Ataluren – oral – but EMA have withdrawn license due to poor efficacy.
Family Support
[Zoya Al-Haswani – Heartlands Hospital]
Neurotransmitter disorders
2 main groups – monoamine and GABA disorders.
Oculogyric crisis is characteristic! Can be mistaken for seizure.
So epilepsy with poor response to drugs and normal EEG?
Cerebral palsy with progression?
Stroke in children
Rare but happens.
Differential:
- ?brachial plexus injury,
- Todd’s paralysis,
- migraine,
- “alternating hemiplegia of childhood” (developmental regression)
Can be due to arterial or venous occlusion. 50:50 in kids cf adults (80% infarct). Haemorrhagic can be due to rupture into infarct.
Presents with focal signs, headache, seizures most commonly. Else dysphasia, vomiting!, confusion. Fever! Acute signs often lacking or fluctuant cf history! FAST criteria only 78% sensitive.
NIH stroke severity scale has paeds version.
Risk factors
Black/Asian
Cardiac (esp surgery, right to left shunt)
Sickle cell – esp anaemia, acute chest syndrome, HbS or HbS/Beta thal
Liver/kidney disease (secondary prothrombotic tendency)
VZV within 1yr, enteroviruses, HIV.
Vasculitis – Moya Moya (peaks at 5-9yr else adulthood), SLE, other
Cocaine, glue.
Marfans, homocysteinuria, Fabry’s disease, Neurofibromatosis
Cancer, radiotherapy
Hypoglycaemia.
Management
High flow O2, 10ml/kg saline
Imaging within 1hr.
BP – avoid high and low? Cf adults
Monitor for RICP
Treat with aspirin.
Tests
- CTA/MRA at time of CT/MRI
- Echo
- (Transcranial doppler in sickle cell- via temporal bony window)
- Hbopathy screen
- Cholesterol
- Lupus anticoagulant, Anti cardiolipin ab (ACLA), consider beta 2GP1
- Homocysteine
- Alpha galactosidase
- Lipoprotein A – a kind of LDL but induces vascular inflammation, so a marker for CVS disease
Hypokalaemia
Could be reduced intake but usually excessive losses –
| Renal | Non-renal |
| Renal tubular acidosis (type 1 or 2) | Vomiting eg pyloric stenosis |
| Bartters or Gitelmans syndrome | Diarrhoea |
| Diuretics | Laxative overuse |
| Hyperaldosteronism (CAH, tumour) | Thyrotoxicosis |
| Salbutamol | |
| Familial periodic paralysis | |
| Pseudo-Bartter’s | |
| Trauma | |
| Diabetic ketoacidosis |
Symptoms depend on severity and how rapidly decrease has happened. Chronic low levels are better tolerated. Since potassium important for membrane potentials, effects are mostly neuromuscular.
- Cramps, weakness, paralysis
- Ileus
- Metabolic acidosis (although underlying cause often produces alkalosis)
- Arrhythmia, heart failure
- Rhabdomyolysis
ECG classically shows U waves, T wave flattening, and ST-segment changes. Can be tall wide P waves, can look like long QT if T and U waves merge.
Do urine and blood electrolytes to look at fractional excretion.
[Endocrine connections 2018][Current Treatment Options in Peds 2022]Benign neonatal sleep myoclonus
Not a great name, as it can persist for up to 6 months!
Large muscle groups, usually limbs but can be face. Can wax and wane with child remaining sleep. Usually bursts lasting seconds, up to a few minutes.
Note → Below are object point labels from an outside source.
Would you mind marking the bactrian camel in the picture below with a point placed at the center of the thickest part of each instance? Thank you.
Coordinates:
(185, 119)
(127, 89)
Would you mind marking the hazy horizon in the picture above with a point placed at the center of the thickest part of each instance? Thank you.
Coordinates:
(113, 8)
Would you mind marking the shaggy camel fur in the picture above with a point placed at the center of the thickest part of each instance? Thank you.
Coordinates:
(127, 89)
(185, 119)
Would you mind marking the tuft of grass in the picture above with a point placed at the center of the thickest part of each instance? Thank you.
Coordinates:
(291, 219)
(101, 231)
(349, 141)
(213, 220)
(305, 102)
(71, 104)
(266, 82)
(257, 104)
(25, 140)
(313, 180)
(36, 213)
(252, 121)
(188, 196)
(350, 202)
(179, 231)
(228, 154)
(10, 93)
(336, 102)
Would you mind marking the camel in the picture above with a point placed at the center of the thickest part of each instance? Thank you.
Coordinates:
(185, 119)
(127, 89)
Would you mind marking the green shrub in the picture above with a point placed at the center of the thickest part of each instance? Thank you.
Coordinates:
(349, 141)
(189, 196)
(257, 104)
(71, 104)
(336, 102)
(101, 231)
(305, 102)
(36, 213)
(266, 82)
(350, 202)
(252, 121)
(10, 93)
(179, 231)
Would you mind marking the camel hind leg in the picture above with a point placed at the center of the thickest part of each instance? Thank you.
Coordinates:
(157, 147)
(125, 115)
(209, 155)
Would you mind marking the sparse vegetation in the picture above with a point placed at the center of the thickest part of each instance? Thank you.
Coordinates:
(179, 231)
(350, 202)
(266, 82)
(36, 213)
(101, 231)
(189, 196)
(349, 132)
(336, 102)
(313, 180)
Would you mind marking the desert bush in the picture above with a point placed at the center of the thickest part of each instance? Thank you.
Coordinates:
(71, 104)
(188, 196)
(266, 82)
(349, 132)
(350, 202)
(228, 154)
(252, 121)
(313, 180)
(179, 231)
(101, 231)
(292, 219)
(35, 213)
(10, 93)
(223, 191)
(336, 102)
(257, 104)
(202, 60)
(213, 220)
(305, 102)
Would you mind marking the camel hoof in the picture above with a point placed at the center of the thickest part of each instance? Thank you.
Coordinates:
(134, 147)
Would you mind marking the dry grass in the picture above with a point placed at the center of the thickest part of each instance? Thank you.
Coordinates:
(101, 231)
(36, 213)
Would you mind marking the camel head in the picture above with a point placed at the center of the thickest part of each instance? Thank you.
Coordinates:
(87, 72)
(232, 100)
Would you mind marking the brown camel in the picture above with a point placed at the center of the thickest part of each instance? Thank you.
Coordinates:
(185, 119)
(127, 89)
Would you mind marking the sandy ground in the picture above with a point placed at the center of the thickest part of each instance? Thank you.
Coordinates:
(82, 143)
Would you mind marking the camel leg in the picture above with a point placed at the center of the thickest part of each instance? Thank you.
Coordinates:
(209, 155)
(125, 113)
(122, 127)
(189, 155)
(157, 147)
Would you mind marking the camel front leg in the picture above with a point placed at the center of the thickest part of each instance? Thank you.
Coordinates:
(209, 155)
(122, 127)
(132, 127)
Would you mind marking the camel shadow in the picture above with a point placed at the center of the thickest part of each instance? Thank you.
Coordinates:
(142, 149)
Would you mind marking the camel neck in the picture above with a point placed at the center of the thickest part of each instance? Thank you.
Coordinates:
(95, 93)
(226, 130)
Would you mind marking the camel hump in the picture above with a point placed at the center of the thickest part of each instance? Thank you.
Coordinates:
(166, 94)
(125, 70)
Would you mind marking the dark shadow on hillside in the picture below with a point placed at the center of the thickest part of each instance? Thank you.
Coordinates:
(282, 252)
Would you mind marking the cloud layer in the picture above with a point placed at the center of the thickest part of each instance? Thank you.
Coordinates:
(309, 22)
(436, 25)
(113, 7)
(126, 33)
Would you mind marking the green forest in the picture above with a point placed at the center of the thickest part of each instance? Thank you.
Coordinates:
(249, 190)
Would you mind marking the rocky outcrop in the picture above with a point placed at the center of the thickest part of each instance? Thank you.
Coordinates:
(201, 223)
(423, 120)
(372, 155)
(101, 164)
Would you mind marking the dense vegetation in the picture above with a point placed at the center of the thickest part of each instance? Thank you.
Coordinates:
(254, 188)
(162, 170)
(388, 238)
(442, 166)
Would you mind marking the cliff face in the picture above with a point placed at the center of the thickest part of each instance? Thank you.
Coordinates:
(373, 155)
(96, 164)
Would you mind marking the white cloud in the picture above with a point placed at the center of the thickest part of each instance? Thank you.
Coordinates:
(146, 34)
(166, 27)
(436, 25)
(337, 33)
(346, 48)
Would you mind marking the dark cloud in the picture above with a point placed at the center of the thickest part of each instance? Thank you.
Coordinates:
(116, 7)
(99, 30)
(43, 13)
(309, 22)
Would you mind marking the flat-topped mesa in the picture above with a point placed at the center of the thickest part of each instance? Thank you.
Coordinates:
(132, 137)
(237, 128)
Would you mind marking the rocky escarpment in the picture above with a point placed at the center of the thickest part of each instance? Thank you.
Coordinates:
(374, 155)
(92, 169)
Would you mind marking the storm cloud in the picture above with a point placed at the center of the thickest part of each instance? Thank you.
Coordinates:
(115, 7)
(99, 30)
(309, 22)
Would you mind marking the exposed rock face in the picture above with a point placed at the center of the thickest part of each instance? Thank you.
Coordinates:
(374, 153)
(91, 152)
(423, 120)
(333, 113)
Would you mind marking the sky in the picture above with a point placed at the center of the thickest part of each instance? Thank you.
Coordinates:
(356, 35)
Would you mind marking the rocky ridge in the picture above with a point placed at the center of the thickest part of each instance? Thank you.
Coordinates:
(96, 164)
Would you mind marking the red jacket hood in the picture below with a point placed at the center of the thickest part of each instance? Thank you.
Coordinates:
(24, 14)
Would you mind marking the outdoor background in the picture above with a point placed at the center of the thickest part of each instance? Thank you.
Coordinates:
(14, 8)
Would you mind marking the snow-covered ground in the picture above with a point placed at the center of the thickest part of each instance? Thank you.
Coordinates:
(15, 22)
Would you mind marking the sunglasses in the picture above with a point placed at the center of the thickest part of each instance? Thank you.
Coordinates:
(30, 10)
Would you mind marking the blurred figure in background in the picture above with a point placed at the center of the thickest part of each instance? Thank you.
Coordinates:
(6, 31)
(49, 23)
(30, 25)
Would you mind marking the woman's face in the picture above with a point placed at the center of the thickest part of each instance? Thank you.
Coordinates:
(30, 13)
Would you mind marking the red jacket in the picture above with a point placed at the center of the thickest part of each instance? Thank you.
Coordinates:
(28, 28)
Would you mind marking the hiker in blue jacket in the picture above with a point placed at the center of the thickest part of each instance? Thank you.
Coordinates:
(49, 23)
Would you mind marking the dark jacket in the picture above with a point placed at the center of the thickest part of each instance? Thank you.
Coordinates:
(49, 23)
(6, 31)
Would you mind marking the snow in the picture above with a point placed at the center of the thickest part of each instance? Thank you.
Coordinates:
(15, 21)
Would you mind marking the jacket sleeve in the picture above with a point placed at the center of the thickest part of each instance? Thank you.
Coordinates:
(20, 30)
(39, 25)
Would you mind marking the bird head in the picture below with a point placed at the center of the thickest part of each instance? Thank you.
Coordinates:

During sleep only, and stops when wakes.
Other normal baby movements include neonatal release phenomena, including tremors (equal amplitude around fixed axis), jitters (recurrent tremor).
Reassuring if baby unbothered by it; baby in first 7 days of life; if it can be suppressed by passive flexion.
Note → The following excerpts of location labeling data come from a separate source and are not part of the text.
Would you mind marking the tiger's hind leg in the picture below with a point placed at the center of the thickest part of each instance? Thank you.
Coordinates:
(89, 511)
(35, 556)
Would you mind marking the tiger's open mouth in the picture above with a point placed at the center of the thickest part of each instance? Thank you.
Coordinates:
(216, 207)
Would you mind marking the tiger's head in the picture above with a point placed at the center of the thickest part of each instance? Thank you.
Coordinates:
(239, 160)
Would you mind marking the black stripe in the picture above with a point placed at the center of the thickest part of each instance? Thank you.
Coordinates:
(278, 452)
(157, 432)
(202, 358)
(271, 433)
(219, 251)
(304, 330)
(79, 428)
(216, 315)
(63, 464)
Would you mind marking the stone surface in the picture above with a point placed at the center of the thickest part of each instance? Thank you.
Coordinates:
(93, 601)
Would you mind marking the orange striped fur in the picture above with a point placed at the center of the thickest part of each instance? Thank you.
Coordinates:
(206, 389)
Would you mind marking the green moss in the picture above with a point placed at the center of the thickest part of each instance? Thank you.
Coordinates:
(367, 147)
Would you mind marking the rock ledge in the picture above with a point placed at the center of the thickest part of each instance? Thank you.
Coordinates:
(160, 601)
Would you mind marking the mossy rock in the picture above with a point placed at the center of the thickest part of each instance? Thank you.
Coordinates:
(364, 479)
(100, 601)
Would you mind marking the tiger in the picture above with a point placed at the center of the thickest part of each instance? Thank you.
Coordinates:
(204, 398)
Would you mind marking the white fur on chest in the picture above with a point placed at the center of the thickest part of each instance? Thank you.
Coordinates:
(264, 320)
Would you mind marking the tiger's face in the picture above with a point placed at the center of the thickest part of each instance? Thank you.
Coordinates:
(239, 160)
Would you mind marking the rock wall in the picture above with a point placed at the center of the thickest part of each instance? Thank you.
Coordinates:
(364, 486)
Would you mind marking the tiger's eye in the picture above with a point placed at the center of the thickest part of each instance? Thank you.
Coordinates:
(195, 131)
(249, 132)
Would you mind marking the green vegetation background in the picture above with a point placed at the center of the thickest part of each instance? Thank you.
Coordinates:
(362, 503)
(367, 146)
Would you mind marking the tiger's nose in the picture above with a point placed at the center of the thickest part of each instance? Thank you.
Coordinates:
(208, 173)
Differential would be hypoglycaemia, hypokalaemia; drug withdrawal; HIE or intracranial lesion; myoclonic epilepsy, startle (including hyperekplexia), hyperthyroidism.
[https://doi.org/10.1093/pch/13.8.680]Dancing Eye syndrome
or Opsoclonus Myoclonus Syndrome, which is a much less suggestive name, and not only a partially correct description!
Features:
- myoclonus
- rapid involuntary eye movements in all directions (opsoclonus)
But also
- ataxia
- marked irritability, sleep disturbance.
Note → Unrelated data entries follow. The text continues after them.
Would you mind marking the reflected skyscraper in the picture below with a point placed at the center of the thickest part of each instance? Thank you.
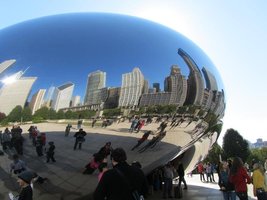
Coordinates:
(195, 86)
(37, 100)
(210, 79)
(15, 94)
(96, 81)
(6, 64)
(62, 96)
(176, 84)
(131, 88)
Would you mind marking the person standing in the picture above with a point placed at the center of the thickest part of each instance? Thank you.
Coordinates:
(240, 178)
(17, 166)
(24, 180)
(226, 187)
(200, 169)
(168, 177)
(180, 171)
(50, 152)
(120, 182)
(6, 139)
(259, 187)
(79, 138)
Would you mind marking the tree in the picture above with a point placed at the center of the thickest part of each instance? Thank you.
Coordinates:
(15, 115)
(42, 113)
(2, 116)
(214, 154)
(234, 145)
(26, 114)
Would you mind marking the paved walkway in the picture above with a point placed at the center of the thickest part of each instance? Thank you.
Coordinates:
(198, 190)
(65, 180)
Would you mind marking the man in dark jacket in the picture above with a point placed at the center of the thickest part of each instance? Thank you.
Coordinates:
(79, 138)
(180, 172)
(120, 182)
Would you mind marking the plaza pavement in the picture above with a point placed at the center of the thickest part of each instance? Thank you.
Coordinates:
(65, 178)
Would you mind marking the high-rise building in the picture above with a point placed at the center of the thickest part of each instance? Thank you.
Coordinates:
(96, 80)
(176, 84)
(75, 101)
(37, 100)
(49, 97)
(6, 64)
(113, 98)
(195, 83)
(210, 79)
(131, 88)
(62, 96)
(157, 86)
(15, 94)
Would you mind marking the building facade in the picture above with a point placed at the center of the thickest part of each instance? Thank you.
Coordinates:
(62, 96)
(37, 100)
(15, 94)
(131, 88)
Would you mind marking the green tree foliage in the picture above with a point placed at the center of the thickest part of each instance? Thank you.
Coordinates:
(42, 113)
(2, 116)
(214, 154)
(52, 114)
(15, 115)
(112, 112)
(60, 114)
(26, 114)
(259, 154)
(235, 145)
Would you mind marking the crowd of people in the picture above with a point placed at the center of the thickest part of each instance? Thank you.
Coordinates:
(233, 177)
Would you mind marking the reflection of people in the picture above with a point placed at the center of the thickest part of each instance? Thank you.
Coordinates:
(67, 130)
(226, 187)
(240, 178)
(50, 152)
(79, 138)
(259, 187)
(17, 166)
(180, 171)
(24, 180)
(141, 140)
(119, 183)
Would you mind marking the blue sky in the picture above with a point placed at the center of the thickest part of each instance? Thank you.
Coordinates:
(232, 33)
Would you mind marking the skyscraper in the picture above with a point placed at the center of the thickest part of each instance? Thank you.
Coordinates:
(62, 96)
(195, 83)
(210, 79)
(37, 100)
(6, 64)
(15, 94)
(131, 88)
(156, 85)
(177, 85)
(96, 80)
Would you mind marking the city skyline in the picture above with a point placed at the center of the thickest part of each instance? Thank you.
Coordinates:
(225, 36)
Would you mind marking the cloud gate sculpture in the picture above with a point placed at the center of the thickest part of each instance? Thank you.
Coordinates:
(99, 62)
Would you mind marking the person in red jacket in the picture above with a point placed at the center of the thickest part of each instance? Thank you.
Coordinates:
(240, 178)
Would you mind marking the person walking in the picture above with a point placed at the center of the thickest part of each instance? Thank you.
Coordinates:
(50, 152)
(259, 187)
(168, 177)
(24, 180)
(17, 166)
(225, 185)
(180, 171)
(121, 182)
(79, 138)
(240, 178)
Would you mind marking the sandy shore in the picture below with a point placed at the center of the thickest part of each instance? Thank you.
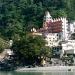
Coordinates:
(47, 69)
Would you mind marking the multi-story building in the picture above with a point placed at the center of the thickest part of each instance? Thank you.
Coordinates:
(52, 39)
(68, 47)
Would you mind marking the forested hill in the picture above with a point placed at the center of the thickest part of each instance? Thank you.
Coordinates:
(18, 15)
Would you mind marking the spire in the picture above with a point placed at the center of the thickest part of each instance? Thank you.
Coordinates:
(47, 17)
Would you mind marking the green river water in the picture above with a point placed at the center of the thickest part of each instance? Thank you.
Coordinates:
(37, 73)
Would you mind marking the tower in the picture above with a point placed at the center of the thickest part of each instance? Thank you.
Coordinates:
(47, 19)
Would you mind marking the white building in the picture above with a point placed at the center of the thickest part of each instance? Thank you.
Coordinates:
(64, 25)
(68, 47)
(52, 39)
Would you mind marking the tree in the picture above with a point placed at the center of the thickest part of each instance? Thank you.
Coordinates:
(30, 49)
(3, 44)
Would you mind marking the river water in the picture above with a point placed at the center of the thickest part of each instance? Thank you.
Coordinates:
(37, 73)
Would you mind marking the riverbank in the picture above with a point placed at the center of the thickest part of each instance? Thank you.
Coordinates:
(47, 69)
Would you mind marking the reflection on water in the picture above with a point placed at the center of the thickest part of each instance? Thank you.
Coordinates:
(37, 73)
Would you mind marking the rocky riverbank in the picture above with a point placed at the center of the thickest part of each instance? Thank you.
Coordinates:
(47, 69)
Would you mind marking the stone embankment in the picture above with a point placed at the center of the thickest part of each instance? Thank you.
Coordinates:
(47, 69)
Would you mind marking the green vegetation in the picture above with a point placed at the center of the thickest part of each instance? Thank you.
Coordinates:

Typically in young children, under 3. About half will have neuroblastoma. The rest assumed to be autoimmune.
Rett Syndrome
Exclusively females (lethal in males? Or rate of germ cell mutations higher in male germ cells?). Virtually always sporadic – so not exactly X linked dominant.
MECP2 gene on X chromosome.
Developmental arrest at 6-18 months, then regression, loss of speech, stereotypies esp hands.
Often epilepsy, then complications of severe neurodisability eg chronic lung issues.
Not degenerative however – can live into middle life.